From The Associated Press:

“Starbucks is giving its baristas a shot at an online college degree, an unusual benefit in an industry where higher education is often out of reach for workers.

The coffee chain is partnering with Arizona State University to make an online undergraduate degree available at a steep discount to any of its 135,000 U.S. employees who work at least 20 hours a week.

The program underscores the predicament of many workers who earn low wages, don’t have much job security and often hold down more than one job. It also highlights the stark disparities in advancement opportunities between the rich and poor, and how a traditional college education remains a near impossibility for so many.

At an event in New York City on Monday, CEO Howard Schultz told an audience of about 340 Starbucks workers and their guests that the issue was personal because he was the first in his family to attend college.

“I could care less about marketing. This is not about PR,” he said of the cynicism he’s already encountered about the program.

U.S. Education Secretary Arne Duncan also appeared on stage to tell the crowd that education has become increasingly crucial to succeed, given the disappearance of blue-collar jobs that pay well. Duncan urged workers to show other companies why they should follow in Starbucks’ footsteps.

“Think of the example you can set for the rest of the nation,” Duncan said. “If you guys can do this well … you’re going to change the trajectory of the entire country.”

Here’s how it would work:

“…As with most matters involving financial aid, the terms of the Starbucks program are complicated and would vary depending on the worker’s situation. For the freshman and sophomore years, students would pay a greatly reduced tuition after factoring in a scholarship from Starbucks and ASU and financial aid, such as Pell grants.

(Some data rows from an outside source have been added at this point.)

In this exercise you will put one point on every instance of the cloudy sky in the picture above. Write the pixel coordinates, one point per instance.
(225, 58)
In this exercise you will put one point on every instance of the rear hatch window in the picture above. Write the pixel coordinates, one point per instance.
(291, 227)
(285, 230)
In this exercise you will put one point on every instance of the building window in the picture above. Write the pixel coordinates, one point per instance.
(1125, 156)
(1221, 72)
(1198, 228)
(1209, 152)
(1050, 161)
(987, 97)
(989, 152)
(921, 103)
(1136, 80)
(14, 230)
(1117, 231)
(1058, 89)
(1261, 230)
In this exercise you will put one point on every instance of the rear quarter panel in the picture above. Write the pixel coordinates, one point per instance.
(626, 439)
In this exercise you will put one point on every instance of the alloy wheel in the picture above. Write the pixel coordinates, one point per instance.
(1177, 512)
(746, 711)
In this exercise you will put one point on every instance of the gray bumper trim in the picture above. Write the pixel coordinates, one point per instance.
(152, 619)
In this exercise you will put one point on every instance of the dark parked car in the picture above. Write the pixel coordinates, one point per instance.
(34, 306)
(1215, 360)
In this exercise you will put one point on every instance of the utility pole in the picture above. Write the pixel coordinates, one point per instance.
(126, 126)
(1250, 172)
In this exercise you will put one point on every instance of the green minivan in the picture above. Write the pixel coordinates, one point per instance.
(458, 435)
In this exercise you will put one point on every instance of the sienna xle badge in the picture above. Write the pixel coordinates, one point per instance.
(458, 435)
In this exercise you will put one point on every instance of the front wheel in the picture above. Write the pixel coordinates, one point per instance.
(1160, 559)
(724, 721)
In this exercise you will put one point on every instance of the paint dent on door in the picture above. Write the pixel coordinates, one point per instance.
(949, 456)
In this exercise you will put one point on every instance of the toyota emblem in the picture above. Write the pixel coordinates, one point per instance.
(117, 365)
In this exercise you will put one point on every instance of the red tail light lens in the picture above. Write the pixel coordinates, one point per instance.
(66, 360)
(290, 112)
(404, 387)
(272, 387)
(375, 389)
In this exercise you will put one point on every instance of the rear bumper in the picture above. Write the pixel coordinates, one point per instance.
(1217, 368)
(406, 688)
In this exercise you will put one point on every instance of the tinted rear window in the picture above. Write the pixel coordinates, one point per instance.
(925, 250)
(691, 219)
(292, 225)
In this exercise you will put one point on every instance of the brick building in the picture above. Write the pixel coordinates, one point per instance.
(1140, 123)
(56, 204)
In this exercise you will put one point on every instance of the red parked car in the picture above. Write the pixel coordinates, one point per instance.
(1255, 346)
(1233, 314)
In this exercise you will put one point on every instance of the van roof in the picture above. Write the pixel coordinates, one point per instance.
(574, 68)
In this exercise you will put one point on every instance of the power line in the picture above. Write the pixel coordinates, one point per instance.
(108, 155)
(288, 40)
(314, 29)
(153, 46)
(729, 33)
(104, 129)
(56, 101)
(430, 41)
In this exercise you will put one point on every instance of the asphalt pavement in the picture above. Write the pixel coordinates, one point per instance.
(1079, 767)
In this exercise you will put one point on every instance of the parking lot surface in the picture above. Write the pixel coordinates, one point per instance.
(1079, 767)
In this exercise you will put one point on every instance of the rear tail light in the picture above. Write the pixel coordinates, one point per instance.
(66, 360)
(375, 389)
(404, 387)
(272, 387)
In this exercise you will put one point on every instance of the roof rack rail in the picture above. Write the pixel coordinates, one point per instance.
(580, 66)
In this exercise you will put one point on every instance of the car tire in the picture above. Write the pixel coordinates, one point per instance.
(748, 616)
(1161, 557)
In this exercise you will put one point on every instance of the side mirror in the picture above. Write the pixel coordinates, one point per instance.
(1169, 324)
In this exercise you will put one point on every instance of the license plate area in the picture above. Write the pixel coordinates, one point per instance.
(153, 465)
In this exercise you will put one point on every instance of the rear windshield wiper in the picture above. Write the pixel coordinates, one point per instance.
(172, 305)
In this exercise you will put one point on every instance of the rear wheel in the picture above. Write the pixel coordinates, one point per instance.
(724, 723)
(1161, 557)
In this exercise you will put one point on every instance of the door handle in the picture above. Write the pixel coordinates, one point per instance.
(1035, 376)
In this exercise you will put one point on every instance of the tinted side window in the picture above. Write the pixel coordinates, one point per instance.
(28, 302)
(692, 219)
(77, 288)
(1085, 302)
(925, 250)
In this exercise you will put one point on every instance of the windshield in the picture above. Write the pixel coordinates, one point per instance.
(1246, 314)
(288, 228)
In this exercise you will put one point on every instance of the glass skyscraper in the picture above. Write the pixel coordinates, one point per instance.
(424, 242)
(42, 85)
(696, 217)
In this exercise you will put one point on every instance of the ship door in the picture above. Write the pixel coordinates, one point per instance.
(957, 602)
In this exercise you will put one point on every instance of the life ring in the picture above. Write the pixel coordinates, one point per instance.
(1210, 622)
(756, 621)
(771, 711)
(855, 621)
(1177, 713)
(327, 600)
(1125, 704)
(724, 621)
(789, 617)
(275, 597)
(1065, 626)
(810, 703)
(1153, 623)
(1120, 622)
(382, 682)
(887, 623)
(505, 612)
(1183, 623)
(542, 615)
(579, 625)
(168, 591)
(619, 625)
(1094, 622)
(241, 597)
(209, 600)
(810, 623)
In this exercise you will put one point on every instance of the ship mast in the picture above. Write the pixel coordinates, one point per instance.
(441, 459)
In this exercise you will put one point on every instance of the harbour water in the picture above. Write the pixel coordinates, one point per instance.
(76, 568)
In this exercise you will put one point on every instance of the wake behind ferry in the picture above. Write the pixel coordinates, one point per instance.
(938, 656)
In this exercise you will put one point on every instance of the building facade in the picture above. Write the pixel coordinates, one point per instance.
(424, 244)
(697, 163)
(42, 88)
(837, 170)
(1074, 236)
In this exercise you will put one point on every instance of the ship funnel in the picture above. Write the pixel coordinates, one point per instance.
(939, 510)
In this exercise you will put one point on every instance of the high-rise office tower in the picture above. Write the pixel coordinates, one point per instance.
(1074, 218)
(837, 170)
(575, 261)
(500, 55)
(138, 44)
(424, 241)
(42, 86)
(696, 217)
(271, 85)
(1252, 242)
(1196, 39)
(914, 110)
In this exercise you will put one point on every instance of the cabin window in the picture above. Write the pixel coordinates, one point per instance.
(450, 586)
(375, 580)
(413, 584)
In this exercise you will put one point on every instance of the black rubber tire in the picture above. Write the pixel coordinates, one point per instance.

It would work in much the same way for the junior and senior years, except that Starbucks would reimburse any money that workers pay out of pocket.

That means employees who already have two years of college under their belts would be able to finish school at no cost.

Online tuition at ASU can vary but is about $10,000 a year. Most Starbucks workers would likely qualify for a Pell grant, which can be as high as $5,730 a year. Starbucks did not say how much money it is contributing to the scholarship it’s providing with ASU.

Arizona State University’s online program, which already has an enrollment of more than 10,000, stands to benefit from the students Starbucks will send its way.”

I think this is an amazing opportunity, and I would definitely encourage my kids to work for a company that is committed to helping them get through school. (Good think I have been training Walsh to grind my coffee.) So I am wondering what are other good companies for teens to work for that encourage them to stick to their studying and help them get through school?

When I was growing up Chick-Fil-A was always considered a great place to work because it offered scholarships for college. I don’t know if Publix offers scholarship but it seems like a company that is respectful of it’s young workers.

What companies encourage young people to continue their studies, help them set up their schedule at work to facilitate studying and/or offer scholarships or other financial support to pay for school?